Evidence That Counts
samuelhansen reblogs a quote by Jessica Luther originally from thefemcritique:
There is a new scientific study that shows that women in science do face discrimination on all levels from all scientists… what is important about this for me is that THIS study counts as good enough evidence. Whereas women scientists saying they are discriminated against is not, in and of itself, proof that women scientists are discriminated against. Now, for women scientists who live this discrimination everyday, these numbers matter because their profession and their society demand the numbers in order to deem the reality of this discrimination a Truth. I just hate that it has to be that way. It should be enough that when a lot of women scientists say they face bias in their work, we believe them. That should be good enough evidence. But it’s not because it falls outside the range of what we consider “empirical evidence.” Funny, that.
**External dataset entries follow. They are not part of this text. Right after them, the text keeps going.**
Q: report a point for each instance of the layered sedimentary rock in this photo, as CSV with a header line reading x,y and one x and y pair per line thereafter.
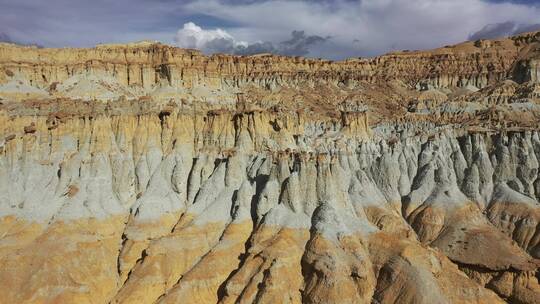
x,y
407,178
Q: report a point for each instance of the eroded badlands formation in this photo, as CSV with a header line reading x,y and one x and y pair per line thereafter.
x,y
145,173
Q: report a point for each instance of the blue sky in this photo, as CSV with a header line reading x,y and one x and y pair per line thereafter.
x,y
322,28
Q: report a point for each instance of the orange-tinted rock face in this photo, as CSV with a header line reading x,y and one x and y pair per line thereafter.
x,y
149,174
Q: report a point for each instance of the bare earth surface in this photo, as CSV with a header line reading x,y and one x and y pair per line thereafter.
x,y
144,173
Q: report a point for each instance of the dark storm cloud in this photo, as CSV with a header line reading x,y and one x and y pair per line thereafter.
x,y
219,41
300,43
503,29
255,26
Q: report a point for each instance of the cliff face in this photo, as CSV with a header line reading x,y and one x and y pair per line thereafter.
x,y
408,178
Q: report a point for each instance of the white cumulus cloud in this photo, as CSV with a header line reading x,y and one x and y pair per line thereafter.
x,y
193,36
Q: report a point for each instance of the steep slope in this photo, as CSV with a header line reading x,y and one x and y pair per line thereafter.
x,y
150,174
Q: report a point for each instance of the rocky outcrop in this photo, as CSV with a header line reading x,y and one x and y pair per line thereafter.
x,y
316,194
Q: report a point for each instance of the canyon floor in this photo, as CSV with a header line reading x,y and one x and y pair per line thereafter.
x,y
145,173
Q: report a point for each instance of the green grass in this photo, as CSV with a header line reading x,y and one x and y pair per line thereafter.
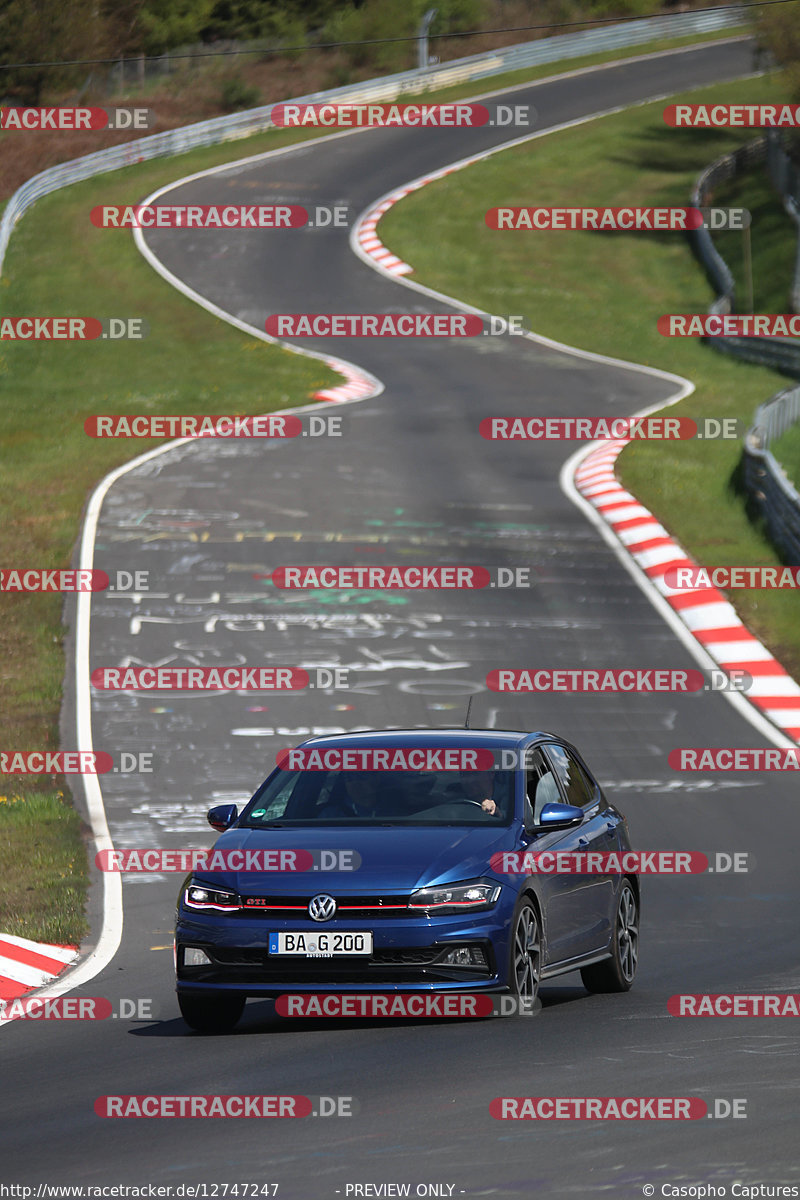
x,y
787,451
773,239
605,292
58,264
42,868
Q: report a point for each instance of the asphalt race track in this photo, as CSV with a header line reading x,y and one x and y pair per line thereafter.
x,y
410,481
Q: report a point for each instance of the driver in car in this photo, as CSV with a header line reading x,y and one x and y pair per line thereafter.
x,y
356,795
477,786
Gathering qualitative evidence isn’t just about expanding the scope of our research work, or doing some sort of special “Oprah Winfrey kind of research” - it’s about opening for inspection and analysis a whole subset of the empirical world. That’s in part why it’s so frustrating to watch my field get judged by its worst work. Whether or not current qualitative inquiry lacks rigor, we need these tools, we need them to be wielded in a sophisticated way, and we need them because evidence must exist outside of the formulaic world.
Even if you’re not a qualitative researcher by trade, anybody who’s into ideas can listen and react qualitatively when the situation calls for it. One crucial way is validating the experience of others - not because those experiences have been historically or culturally devalued over time (though they have), but simply because they exist as a reality worth study.
In Praise of Subjectivity
At Christmas Eve mass with my grandmother this year, I watched a priest read the full version of the Gospel of Matthew for the day, which lists in detail the 42 generations between Abraham and Jesus. As he did so, I remember thinking it odd, but not necessarily unusual or suspect. The priest’s homily, which followed, was a more dramatic departure from the spirit of the occasion: he chose to scold all of us for how bored and uninterested we must have been during the reading of these 42 names. The reading of the names of dead veterans and children in Connecticut were invoked as reasons why respect for such name reading is important. The message this priest chose for Christmas, then, was not only one which somehow ignored the spiritual significance of the Christian holiday, but was premised entirely on how he believed a group of people would feel without ever asking them.
As you may know, I’m a graduate student, nurturing a nascent career in qualitative research. I’m also a Christian and, as I’ve discussed elsewhere, in the midst of a transition from Catholic to Episcopalian, having started my adult faith life at Catholic University in Washington, DC. At Catholic, I met some of the smartest people I have ever known, people with deep backgrounds in philosophy and in science, people committed to a life of the mind. Many of those same smart people were the intolerant, judgmental sons of guns you may rightly assume would find themselves attracted to a small, private Catholic college less than a mile and a half from the US Capitol. They had received and developed some of the most complex epistemologies and ethical systems imaginable, yet they had become completely disconnected from the motivations and the limitations of the people those systems ostensibly applied to.
I don’t mean to pick on the religious in general, or Christians in particular. Catholic was also where I met people of great intellect and great compassion, who lived selflessly and integrated a life of the mind with a life of service. Still, as in most other realms of life, they were the exception. This is a danger we run into, I think, when we elevate knowledge over compassion. It’s the mistake people of faith make when they tell us to “love the sinner, and hate the sin,” as though the meaning of the action they call sin was completely unambiguous. It’s the mistake many critics of qualitative research make when they suggest subjective experiences have little to tell us about the nature of truth. It’s the mistake we make countless times in our politics and our culture, when we know people take unemployment because they don’t want to work, when we know video games cause kids to be violent, when we know why a friend or a partner has become so distant from us.
Paradoxically, the action at the center of that mistake–making an assumption in the absence of evidence–is antithetical to the very life of knowledge we believe we’re upholding and protecting. Our lack of knowledge about why people do what they do, why they think what they think, is an opportunity for academics and those in the life of the mind. It’s an opportunity to think about cutting edge forms of evidence. It’s an opportunity to design our inquiries differently. It’s an opportunity to ask questions. Those questions can be, should be, our lifeblood.